Ollama - Local LLM Knowledge Base

Ollama wraps llama.cpp with a user-friendly interface. It handles model downloads, provides a simple CLI and API, and works on macOS, Linux, and Windows. If you're just getting started with local LLMs, start here.

Quick Start

# Install (macOS/Linux)
curl -fsSL https://ollama.com/install.sh | sh

# Run a model (downloads automatically)
ollama run llama3

# Chat!
>>> Tell me a joke about programming

That's it. Ollama downloads the model, loads it, and starts an interactive chat.

Key Commands

Command	Purpose
`ollama run <model>`	Run model interactively (downloads if needed)
`ollama pull <model>`	Download model without running
`ollama list`	Show downloaded models
`ollama ps`	Show currently loaded models
`ollama rm <model>`	Delete a downloaded model
`ollama serve`	Start API server (usually runs automatically)

Popular Models

Model	Size	Use Case	Command
Llama 3 8B	4.7GB	General purpose, great balance	`ollama run llama3`
Llama 3 70B	40GB	Most capable open model	`ollama run llama3:70b`
Mistral 7B	4.1GB	Fast and capable	`ollama run mistral`
CodeLlama 7B	3.8GB	Code generation	`ollama run codellama`
Phi-3	2.2GB	Small but capable	`ollama run phi3`

Browse all models: ollama.com/library

The API

Ollama runs an API server on port 11434. It's compatible with OpenAI's format:

# Generate completion
curl http://localhost:11434/api/generate -d '{
  "model": "llama3",
  "prompt": "Why is the sky blue?"
}'

# Chat format (OpenAI-compatible)
curl http://localhost:11434/v1/chat/completions -d '{
  "model": "llama3",
  "messages": [{"role": "user", "content": "Hello!"}]
}'

Using with Python

import ollama

response = ollama.chat(model='llama3', messages=[
  {'role': 'user', 'content': 'Why is the sky blue?'}
])
print(response['message']['content'])

Configuration

GPU Layers

Ollama automatically uses GPU when available.
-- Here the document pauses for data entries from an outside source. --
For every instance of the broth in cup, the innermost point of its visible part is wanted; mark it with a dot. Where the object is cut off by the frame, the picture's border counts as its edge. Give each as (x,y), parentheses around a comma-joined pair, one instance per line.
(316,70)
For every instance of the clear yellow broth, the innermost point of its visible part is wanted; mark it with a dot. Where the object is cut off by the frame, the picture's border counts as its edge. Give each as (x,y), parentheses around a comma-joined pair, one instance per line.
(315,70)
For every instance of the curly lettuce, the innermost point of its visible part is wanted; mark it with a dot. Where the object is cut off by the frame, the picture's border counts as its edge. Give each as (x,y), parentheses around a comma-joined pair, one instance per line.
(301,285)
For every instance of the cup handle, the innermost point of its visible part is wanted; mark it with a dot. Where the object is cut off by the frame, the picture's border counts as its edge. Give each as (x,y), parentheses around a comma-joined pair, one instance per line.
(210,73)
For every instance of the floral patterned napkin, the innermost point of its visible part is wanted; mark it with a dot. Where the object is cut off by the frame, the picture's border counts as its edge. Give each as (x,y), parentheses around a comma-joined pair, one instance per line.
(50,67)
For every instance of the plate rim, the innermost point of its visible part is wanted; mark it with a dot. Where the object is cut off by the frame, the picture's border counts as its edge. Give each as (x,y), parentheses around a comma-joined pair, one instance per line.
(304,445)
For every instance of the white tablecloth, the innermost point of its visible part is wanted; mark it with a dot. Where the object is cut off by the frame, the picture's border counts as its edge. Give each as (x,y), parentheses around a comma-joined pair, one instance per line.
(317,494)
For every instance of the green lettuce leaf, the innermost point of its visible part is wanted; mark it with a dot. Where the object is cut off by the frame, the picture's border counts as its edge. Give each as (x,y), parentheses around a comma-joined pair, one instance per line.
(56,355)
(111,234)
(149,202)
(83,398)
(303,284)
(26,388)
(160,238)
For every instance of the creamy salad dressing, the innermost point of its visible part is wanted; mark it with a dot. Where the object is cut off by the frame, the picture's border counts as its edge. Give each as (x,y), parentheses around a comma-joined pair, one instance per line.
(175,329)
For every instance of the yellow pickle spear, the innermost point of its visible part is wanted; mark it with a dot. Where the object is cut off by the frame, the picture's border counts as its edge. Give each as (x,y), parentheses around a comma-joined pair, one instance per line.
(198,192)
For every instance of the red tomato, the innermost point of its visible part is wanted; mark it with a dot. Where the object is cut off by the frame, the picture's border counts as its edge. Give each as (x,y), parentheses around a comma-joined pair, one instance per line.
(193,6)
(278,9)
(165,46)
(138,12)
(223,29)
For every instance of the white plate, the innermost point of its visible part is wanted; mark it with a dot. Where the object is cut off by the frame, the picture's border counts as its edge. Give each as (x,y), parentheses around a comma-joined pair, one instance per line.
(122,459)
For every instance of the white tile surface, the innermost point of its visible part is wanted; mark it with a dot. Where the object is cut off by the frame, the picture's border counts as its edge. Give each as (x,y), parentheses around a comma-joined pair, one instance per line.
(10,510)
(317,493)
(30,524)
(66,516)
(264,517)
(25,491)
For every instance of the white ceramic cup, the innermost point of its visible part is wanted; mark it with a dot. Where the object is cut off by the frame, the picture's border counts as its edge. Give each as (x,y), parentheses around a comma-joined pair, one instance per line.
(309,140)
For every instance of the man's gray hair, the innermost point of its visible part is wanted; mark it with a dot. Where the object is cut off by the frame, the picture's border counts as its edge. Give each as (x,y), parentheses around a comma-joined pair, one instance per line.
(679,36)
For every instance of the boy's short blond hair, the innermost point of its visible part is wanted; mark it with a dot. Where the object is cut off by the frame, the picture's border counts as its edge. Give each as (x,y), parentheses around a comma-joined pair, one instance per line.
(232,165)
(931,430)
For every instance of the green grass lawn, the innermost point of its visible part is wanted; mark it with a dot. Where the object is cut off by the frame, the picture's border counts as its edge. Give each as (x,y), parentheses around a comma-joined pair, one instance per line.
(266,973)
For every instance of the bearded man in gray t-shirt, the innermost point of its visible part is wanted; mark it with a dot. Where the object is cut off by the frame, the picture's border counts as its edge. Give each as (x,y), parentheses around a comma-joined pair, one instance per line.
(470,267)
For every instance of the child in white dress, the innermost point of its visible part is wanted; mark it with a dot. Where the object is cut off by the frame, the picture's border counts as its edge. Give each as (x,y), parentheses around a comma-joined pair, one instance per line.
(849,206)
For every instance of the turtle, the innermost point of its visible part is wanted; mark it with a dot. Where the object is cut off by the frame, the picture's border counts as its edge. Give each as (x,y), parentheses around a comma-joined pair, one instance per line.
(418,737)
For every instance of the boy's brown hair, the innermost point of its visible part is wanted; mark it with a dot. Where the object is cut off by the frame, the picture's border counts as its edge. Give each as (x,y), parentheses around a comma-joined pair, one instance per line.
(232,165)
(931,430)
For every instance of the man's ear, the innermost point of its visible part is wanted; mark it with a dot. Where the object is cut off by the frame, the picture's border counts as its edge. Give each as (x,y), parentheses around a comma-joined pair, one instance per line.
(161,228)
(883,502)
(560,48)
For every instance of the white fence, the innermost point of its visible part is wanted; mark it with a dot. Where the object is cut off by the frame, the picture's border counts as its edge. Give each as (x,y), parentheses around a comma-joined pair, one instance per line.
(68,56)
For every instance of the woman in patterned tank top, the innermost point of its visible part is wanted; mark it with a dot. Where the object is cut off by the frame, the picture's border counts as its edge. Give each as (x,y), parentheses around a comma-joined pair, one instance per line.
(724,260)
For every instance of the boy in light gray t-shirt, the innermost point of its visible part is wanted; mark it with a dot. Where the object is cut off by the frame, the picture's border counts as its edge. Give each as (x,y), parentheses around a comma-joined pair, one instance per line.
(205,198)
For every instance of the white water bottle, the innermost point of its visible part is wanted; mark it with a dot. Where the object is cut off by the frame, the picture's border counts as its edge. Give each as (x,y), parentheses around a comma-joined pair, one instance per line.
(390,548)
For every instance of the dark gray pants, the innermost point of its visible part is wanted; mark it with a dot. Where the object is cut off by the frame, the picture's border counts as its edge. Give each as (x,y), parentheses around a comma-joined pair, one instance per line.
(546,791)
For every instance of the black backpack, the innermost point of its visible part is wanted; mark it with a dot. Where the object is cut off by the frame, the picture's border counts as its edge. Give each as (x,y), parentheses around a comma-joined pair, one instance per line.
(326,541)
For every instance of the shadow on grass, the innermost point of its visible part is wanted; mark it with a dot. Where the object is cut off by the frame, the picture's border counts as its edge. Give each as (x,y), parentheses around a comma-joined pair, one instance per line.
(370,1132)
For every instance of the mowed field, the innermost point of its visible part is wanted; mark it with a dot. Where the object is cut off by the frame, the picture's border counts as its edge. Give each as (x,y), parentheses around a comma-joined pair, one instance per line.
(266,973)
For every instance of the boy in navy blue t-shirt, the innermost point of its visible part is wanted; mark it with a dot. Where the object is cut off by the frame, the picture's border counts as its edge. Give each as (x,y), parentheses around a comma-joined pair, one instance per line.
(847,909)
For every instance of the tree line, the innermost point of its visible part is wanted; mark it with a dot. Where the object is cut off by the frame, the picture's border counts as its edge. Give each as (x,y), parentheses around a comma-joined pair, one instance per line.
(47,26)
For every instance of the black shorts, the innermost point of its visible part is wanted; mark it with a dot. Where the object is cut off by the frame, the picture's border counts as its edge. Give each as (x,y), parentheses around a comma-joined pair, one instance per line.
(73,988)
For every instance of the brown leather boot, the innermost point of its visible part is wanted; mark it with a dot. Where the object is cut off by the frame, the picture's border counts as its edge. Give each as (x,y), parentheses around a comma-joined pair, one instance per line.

To force specific behavior:

# Set number of GPU layers (in Modelfile or env)
OLLAMA_NUM_GPU=99 ollama run llama3

# Disable GPU entirely
OLLAMA_NUM_GPU=0 ollama run llama3

Context Length

# Set context length for a session
ollama run llama3 --ctx-size 8192

Environment Variables

Variable	Purpose	Default
`OLLAMA_HOST`	API listen address	127.0.0.1:11434
`OLLAMA_MODELS`	Model storage location	~/.ollama/models
`OLLAMA_NUM_GPU`	GPU layers to use	Auto
`OLLAMA_NUM_PARALLEL`	Concurrent requests	1

Custom Models (Modelfiles)

Create custom model configurations:

# Modelfile
FROM llama3

# Set system prompt
SYSTEM You are a helpful coding assistant.

# Adjust parameters
PARAMETER temperature 0.7
PARAMETER num_ctx 4096

# Create the model
ollama create mymodel -f Modelfile

# Run it
ollama run mymodel

Import Custom GGUF Models

# Modelfile for importing
FROM ./my-model.gguf

# Create from GGUF
ollama create mymodel -f Modelfile

Ollama vs Alternatives

Ollama Strengths

Easiest setup
Model management built-in
Cross-platform
OpenAI-compatible API
Active development

Ollama Limitations

Less control than raw llama.cpp
Single-user focused
No batching/high-throughput
Model library is curated (limited)

Troubleshooting

Model Won't Use GPU

# Check if GPU is detected
ollama ps  # Look at "Processor" column

# Force GPU layers
OLLAMA_NUM_GPU=99 ollama run llama3

Out of Memory

Try a smaller model or more quantized version
Reduce context length: --ctx-size 2048
Free up VRAM from other applications

Slow Performance

Check if running on GPU (ollama ps)
See Why Is My Setup Slow?

When to Graduate from Ollama

Ollama is great for getting started and personal use. Consider alternatives when you need: high-throughput serving (→ vLLM), fine-grained control (→ llama.cpp directly), or custom model architectures (→ transformers).